Speaking of sequels, the Beverly Hills Playhouse is currently presenting Henrik Ibsen’s “A Doll’s House” and Lucas Hnath’s sequel “A Doll’s House , Part 2” in repertory. I had no interest in seeing Ibsen’s original yet again, but I wanted to see Hnath’s “Part 2” for a third time. I had liked it more the second time I saw it, at Long Beach’s International City Theatre in 2022, than I had in its pre-New York premiere at South Coast Repertory in Costa Mesa. And I indeed found Allen Barton’s staging in Beverly Hills a refreshing take on an old classic. Of course it’s now much closer to many Angelenos than the previous productions in Orange County and Long Beach.
Does ‘Antíkoni’ need ‘Antigone’?
Native Voices, the professional company that produces new plays by indigenous writers under the aegis of the Autry Museum, is using a room at the museum’s Southwest Campus (formerly the Southwest Museum of the American Indian), on the southeast slope of Mt. Washington in northeast LA, for the premiere of Beth Piatote’s “Antíkoni.”
The play’s title and elements of its plot are derived from Sophocles’ ancient Greek tragedy “Antigone.” You may recall that in that classic, a royal-family niece defies her uncle Creon in order to provide a proper burial for one of her slain brothers, whose body had been left to rot on the field of battle.

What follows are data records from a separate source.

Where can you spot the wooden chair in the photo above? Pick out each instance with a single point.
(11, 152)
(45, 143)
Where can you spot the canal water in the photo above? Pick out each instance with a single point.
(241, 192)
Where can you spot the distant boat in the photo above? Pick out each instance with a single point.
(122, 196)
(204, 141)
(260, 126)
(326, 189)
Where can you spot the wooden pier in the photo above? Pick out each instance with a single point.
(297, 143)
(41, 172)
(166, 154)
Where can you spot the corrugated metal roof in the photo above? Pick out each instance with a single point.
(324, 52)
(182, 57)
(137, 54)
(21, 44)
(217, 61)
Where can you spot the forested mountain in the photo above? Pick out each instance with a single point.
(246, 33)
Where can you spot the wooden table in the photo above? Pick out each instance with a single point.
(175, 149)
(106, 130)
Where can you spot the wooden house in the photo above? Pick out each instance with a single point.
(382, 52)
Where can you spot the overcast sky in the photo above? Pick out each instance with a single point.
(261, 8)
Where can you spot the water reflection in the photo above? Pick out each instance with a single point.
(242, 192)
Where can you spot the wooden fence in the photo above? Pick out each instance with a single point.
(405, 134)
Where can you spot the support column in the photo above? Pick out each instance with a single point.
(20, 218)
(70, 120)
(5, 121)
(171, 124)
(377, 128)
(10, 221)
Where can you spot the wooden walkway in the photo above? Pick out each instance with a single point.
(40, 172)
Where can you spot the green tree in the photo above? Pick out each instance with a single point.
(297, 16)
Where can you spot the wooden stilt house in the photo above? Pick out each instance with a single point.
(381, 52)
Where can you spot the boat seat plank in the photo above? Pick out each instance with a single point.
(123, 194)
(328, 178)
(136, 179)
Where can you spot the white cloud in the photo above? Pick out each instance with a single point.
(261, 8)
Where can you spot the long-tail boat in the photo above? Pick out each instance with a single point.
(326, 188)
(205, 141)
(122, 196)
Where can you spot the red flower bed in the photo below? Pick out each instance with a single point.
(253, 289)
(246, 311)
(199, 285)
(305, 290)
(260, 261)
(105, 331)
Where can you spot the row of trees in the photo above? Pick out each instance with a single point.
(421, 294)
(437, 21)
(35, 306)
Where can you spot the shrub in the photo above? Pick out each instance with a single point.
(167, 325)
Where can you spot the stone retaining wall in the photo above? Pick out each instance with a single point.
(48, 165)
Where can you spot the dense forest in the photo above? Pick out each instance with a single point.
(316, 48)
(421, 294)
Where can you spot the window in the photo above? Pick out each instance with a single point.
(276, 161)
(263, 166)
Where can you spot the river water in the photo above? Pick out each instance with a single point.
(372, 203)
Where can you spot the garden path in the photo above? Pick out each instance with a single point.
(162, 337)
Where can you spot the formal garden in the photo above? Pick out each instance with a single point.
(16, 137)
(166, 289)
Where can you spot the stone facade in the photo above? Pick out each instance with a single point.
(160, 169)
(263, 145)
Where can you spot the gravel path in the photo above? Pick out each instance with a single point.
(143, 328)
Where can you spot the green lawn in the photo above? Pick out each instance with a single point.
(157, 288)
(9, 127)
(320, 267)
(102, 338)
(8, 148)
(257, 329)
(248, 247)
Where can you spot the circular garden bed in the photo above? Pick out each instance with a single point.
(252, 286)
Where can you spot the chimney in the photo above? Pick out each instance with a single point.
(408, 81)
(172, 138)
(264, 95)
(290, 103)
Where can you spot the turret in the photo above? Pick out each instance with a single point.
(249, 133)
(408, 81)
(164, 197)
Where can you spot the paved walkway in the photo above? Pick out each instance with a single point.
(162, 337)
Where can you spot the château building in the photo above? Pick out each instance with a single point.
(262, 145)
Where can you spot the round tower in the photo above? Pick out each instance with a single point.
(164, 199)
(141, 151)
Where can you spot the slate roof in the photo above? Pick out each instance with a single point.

Piatote’s contemporary adaptation, staged by Madeline Sayet, is set mostly in or near a museum in Washington DC. The museum director Kreon (Frank Henry Katasse), the title character’s uncle, is pleased that he has been able to purchase artifacts and even the bones of two Native warriors — brothers who were fighting each other and who apparently died more than a century ago — from a private collector in Europe. He plans to add these remains to the museum collection. But his Nez Perce/Cayuse niece Antíkoni (Erin Xáalnook Tripp) believes that these relics should be returned to the Native nations (in the Pacific Northwest) to which the men belonged.
The production takes place in a room where such relics were once stored — before the entire Southwest Museum collection was moved to the Autry’s relatively new Resources Center in Burbank. Unfortunately the play’s venue — never intended to be a theater — lacks adequate acoustics and has only makeshift audience seating.
The play itself doesn’t seem quite ready for a full production either. Its connection to “Antigone” is the source of most of the problems. In the Greek classic, the heroine is the younger sibling of the man whose body is dishonored, while in “Antíkoni” the supposed heroine wasn’t even born until decades after the deaths of the deceased; I didn’t hear that was she was even a direct descendant. Her attachment to her crusade feels theoretical and “virtual” in the contemporary sense, not personal.
The dramatic momentum also is somewhat hobbled by too many pauses for folkloric stories told by a Greek chorus of aged “aunties” and by diction that sometimes sounds like a deliberate attempt to imitate the formalistic phrasing that might have been used in a decades-old English translation from the ancient Greek.
The play’s fascinating thematic kernel shouldn’t have to rely so much on its wavering conceptual connections to Greek tragedy.
Hark! The herald neighbors shout
Yes, a Christmas play arrived before Thanksgiving. But it’s probably the most irreverent Christmas play that will debut this season — the prolonged title is “The Goddamn Couple Down the Hall (Oh….and Merry Christmas!)”. It’s at Theatre West, in the Cahuenga Pass between Studio City and Hollywood.
Playwright Mark Wilding (“Our Man in Santiago” at this same venue in 2021) whipped up a spiked eggnog of a play, directed by Charlie Mount. He combines two squabbling young-adult sisters, their parents and their male companions — one of whom is the evening’s exacting chef — with a touch of possible murder mystery emanating from the arguing inhabitants of the next-door condo. I won’t say anything more specific about what happens, other than to note that laughter is plentiful, if not exactly festive.